Luke K FostvedtDana J NickensWeiwei TanKourosh ParivarPublished in: CPT: pharmacometrics & systems pharmacology (2022)
Dacomitinib is a second-generation, irreversible EGFR tyrosine kinase inhibitor for first-line treatment of patients with metastatic non-small cell lung cancer and EGFR-activating mutations. A high rate of dose reductions in the pivotal trial led to an observed inverse exposure-response (ER) relationship with the primary end points. Three ER models were developed to determine if the starting dose from the pivotal trial, 45 mg once daily (q.d.) dose, is appropriate: a longitudinal logistic regression model for adverse event-related dose changes, a Claret tumor growth inhibition (TGI) model, and a Cox model for progression-free survival (PFS) based on the TGI model predictions.
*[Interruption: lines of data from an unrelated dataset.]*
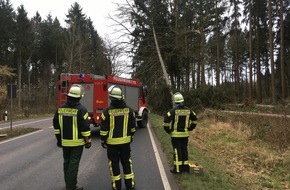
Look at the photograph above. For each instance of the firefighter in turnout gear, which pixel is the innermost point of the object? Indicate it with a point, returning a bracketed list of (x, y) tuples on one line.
[(118, 126), (178, 122), (72, 131)]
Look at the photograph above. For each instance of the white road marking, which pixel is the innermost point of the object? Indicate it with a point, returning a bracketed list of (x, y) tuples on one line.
[(159, 163), (2, 142)]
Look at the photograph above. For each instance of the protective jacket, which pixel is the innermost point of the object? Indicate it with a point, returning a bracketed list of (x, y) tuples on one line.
[(71, 124), (118, 123), (179, 121)]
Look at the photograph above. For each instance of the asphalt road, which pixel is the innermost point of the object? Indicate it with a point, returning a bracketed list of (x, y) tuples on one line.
[(34, 162)]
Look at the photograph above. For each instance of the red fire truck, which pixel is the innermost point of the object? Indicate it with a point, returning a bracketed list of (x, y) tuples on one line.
[(96, 94)]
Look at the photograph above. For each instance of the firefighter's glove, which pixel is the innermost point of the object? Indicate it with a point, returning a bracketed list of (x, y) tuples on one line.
[(88, 145), (58, 143), (167, 130), (104, 145)]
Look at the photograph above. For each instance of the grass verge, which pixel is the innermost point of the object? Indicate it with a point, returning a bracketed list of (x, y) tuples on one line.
[(8, 133)]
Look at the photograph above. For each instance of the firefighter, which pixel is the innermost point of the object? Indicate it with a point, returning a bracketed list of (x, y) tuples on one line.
[(118, 126), (72, 131), (178, 122)]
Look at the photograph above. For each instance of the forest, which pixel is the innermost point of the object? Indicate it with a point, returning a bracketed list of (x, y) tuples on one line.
[(215, 52)]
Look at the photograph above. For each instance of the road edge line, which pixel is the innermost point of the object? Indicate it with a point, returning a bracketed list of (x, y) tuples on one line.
[(8, 140)]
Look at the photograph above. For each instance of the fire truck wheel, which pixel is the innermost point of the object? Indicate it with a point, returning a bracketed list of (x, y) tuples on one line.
[(144, 121)]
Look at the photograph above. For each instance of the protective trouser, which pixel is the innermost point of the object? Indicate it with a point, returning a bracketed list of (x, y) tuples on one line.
[(180, 154), (72, 157), (117, 153)]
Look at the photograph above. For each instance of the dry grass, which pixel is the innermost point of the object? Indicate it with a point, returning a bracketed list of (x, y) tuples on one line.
[(256, 156)]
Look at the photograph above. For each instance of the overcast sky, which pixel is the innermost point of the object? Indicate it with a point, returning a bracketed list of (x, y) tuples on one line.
[(97, 10)]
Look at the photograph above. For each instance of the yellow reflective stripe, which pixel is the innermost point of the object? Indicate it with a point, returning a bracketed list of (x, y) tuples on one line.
[(103, 116), (67, 111), (133, 130), (60, 121), (125, 124), (57, 131), (112, 127), (116, 178), (175, 123), (103, 133), (194, 122), (119, 112), (176, 162), (78, 142), (129, 176), (120, 140), (86, 133)]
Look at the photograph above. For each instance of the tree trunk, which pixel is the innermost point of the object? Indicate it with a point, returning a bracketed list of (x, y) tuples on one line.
[(271, 49), (19, 67), (218, 48)]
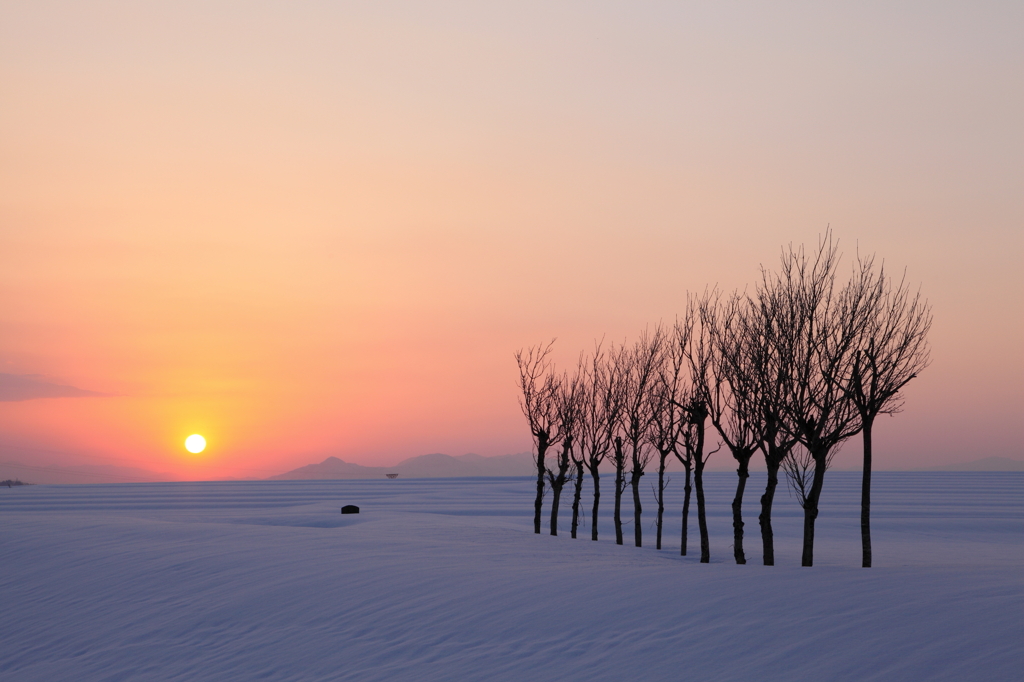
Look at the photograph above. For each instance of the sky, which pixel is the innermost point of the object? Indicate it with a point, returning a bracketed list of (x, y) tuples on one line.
[(318, 228)]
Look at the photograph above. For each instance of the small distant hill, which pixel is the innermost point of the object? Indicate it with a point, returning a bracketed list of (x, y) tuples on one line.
[(425, 466), (984, 464)]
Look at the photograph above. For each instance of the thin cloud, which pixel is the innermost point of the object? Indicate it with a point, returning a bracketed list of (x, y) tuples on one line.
[(16, 387)]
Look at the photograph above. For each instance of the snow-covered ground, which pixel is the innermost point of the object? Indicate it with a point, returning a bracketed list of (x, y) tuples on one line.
[(444, 580)]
This analysis included 266 patients taking dacomitinib with a starting dose of 45 mg (N = 250) or 30 mg (N = 16) q.d. The ER relationships with the time-varying exposure metrics, most recent maximum plasma concentration (C max ) and average concentration (C avg ) from the first dose, were established for the dose reduction and TGI models, respectively. The TGI model characterized the tumor inhibition over time with constant growth rate (k L = 0.0012 years -1 ) and highly variable kill rate (k D = 1.002 years -1 /[μg/L] θcavg , coefficient of variation [CV] = 89%) and drug resistance (λ = 14.47 years -1 , CV = 96%) leading to prolonged tumor shrinkage. The ER relationship was characterized using an exposure parameter with a power parameterization (θcavg = 0.454, p < 0.0001). The Cox model found that baseline tumor size (p = 0.0166) and week 8 tumor shrinkage rate (p = 0.0726) were the best predictors of PFS. Simulations of dose reductions and drug interruptions on tumor shrinkage over time showed greater and more prolonged tumor shrinkage with a starting dose of 45 mg q.d.